Daniel: Any opinion on the separability of the IV and ciphertext for
AEAD?
Andrew Gallagher: Do we need to worry about reserving such a large
portion of the registry for persisten symmetric key algorithms?
Daniel: Could reserve fewer symmetric key algorithms. Having 127 seems
like a lot. But I don't think it is a huge concern.
Andrew: Maybe we could reserve code-points above 127 and do a UTF-8
transformation with the subpacket length encoding. UTF-8 encoding is
self-synchronizing allowing inclusion in a trailer.

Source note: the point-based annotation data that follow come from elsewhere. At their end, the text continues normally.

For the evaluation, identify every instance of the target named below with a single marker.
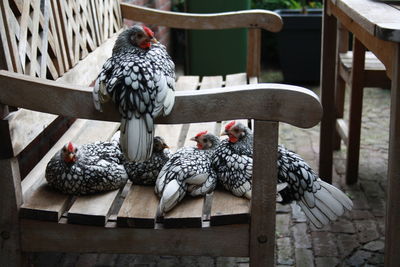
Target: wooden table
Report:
(376, 27)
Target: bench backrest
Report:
(47, 38)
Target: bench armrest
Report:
(256, 18)
(271, 102)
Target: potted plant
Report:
(298, 45)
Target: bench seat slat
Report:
(93, 209)
(188, 213)
(139, 208)
(229, 209)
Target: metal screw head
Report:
(5, 235)
(262, 239)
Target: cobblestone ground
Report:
(357, 239)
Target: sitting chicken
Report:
(232, 160)
(146, 172)
(188, 170)
(87, 169)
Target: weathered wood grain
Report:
(93, 209)
(45, 236)
(139, 208)
(10, 201)
(355, 112)
(392, 231)
(263, 197)
(292, 104)
(188, 213)
(255, 18)
(229, 209)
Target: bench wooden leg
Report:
(357, 85)
(339, 102)
(262, 226)
(10, 201)
(340, 86)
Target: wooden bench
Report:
(51, 55)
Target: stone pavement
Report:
(357, 239)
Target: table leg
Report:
(392, 229)
(328, 70)
(356, 97)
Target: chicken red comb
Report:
(70, 147)
(229, 125)
(201, 133)
(149, 32)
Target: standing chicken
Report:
(87, 169)
(320, 201)
(140, 79)
(145, 173)
(188, 170)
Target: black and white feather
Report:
(146, 172)
(140, 79)
(320, 201)
(87, 169)
(187, 171)
(233, 160)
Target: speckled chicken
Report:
(233, 160)
(145, 173)
(187, 171)
(140, 79)
(87, 169)
(320, 201)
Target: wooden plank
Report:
(392, 230)
(25, 126)
(211, 241)
(343, 130)
(207, 82)
(280, 102)
(40, 202)
(10, 200)
(264, 19)
(229, 209)
(254, 52)
(90, 65)
(371, 61)
(369, 14)
(373, 44)
(92, 209)
(188, 213)
(262, 226)
(139, 208)
(175, 135)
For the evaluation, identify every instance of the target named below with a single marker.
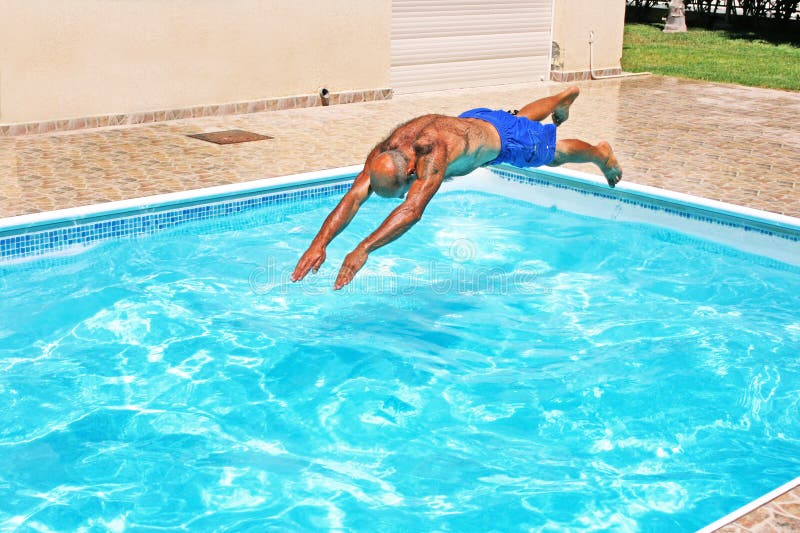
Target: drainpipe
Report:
(591, 65)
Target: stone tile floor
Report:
(724, 142)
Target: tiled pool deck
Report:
(735, 144)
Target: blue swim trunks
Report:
(525, 142)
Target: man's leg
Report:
(556, 105)
(576, 151)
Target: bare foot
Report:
(561, 112)
(610, 165)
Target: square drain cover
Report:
(229, 137)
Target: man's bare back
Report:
(467, 143)
(419, 154)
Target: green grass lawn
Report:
(719, 55)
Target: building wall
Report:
(572, 23)
(80, 58)
(120, 59)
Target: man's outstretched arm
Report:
(339, 218)
(430, 172)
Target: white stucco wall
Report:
(575, 19)
(77, 58)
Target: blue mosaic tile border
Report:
(528, 179)
(45, 242)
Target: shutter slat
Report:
(439, 44)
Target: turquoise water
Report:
(501, 367)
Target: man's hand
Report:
(311, 260)
(352, 264)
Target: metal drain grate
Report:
(229, 137)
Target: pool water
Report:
(501, 367)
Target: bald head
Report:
(387, 174)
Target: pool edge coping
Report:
(568, 177)
(750, 507)
(598, 184)
(36, 221)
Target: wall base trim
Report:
(239, 108)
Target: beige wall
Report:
(573, 21)
(78, 58)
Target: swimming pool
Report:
(532, 355)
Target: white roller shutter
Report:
(443, 44)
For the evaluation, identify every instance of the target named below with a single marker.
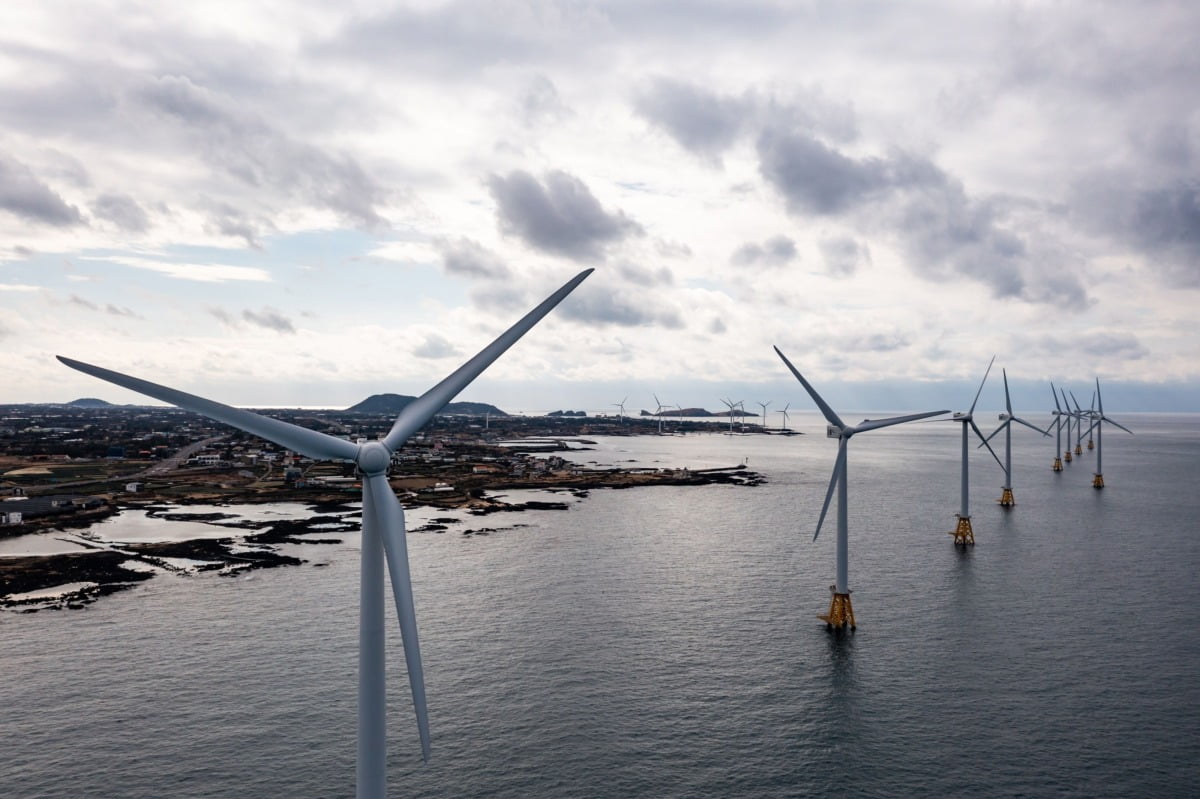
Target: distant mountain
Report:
(90, 402)
(393, 403)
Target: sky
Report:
(304, 203)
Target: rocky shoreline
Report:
(77, 578)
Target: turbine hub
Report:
(373, 458)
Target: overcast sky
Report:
(304, 203)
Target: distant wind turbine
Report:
(1060, 419)
(963, 532)
(1006, 424)
(841, 613)
(1098, 425)
(783, 425)
(383, 524)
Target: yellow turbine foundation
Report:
(841, 613)
(963, 533)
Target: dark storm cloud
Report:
(469, 258)
(941, 229)
(775, 251)
(561, 217)
(843, 254)
(433, 347)
(816, 179)
(699, 120)
(123, 211)
(244, 145)
(270, 319)
(27, 197)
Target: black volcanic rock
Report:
(393, 403)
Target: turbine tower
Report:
(1006, 424)
(963, 532)
(1071, 415)
(383, 524)
(1057, 426)
(1098, 480)
(841, 613)
(731, 406)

Daniel: Another option for IV separability is to define AEAD mode as
part of the algorithm ID. Didn't do that since we already have a
registry for AEAD algorithms.
Daniel: In the extract certs operation, for persistent symmetric keys
you should drop them because you cannot generate a certificate from
these private keys. For that operation, you do not need to necessarily
understand the algorithm.
DKG: If an implementation does not know about persistent symmetric keys,
and tries to handle this as a public key encoding, they may get out
something from extract certs. Will they be at risk?

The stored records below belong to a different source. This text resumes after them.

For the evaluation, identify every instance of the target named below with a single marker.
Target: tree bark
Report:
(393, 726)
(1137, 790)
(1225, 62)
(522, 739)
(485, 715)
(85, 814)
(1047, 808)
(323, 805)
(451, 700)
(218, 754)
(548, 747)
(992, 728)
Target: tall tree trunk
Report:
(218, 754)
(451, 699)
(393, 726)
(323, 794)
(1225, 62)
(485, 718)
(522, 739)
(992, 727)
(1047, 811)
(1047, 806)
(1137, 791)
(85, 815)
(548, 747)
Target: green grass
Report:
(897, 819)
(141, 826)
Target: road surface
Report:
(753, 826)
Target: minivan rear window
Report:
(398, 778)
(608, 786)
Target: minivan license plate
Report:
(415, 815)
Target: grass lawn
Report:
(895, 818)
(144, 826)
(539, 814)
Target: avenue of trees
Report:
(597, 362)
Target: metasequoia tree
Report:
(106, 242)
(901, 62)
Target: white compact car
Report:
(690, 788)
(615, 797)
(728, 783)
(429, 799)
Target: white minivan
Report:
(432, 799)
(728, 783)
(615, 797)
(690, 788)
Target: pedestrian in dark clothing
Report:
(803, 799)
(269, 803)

Daniel: No, the implementation should do the correct thing if it knows
what part is the asymmetric algorithm. If it does it incorrectly and
sends the result to a peer, it will be meaningless.
Justus: There is a risk if you have a v4 secret key. If you don't
understand the public key algorithm, you do not know where the public
key ends and the secret key starts. A naive implementation may
accidentally include secret key bits. We should restrict to v6 keys
because there is an explicit octet count for the public key portion.
Andrew: Is that not the same risk you run for any v4 secret key?
Justus: Yes. But we are not introducing other new algorithms to v4.
Daniel: We could restrict to v6. But we still need to support SEIPDv1
and PSK3.
Falko Strenzke: Understand the impact of PQC for email, but for other
purposes the overhead may not be relevant.
Daniel: Yes, it depends on the use case.
Andrew: I don't think this applies to key replacement. There is no
reason to put it in the certificate. It is entirely a local decision.
Justus: Deterministically generate fingerprint(?) from the secret is
desireable to some.
Daniel: I thought it wasn't necessary for AEAD, because the fingerprint
includes other info.
Justus: This would be a pain to implement. We may encounter a locked
public key. This would be a problem for our API.
Daniel: For encrypt/verify our implementation was already able to pass a
secret key. We would throw an error if the key is locked. You have to
explicitly unlock it.
Falko: Deterministic generation may be useful for communication between
two parties. Knowing a private key is bound to a public key would be
useful.
Slides:
https://datatracker.ietf.org/meeting/121/materials/slides-121-openpgp-stateless-openpgp-00
Not presented due to lack of session time.
DKG: If you are an implementer or consumer, please read the draft.
DKG: Will schedule an interim meeting to cover the remaining material.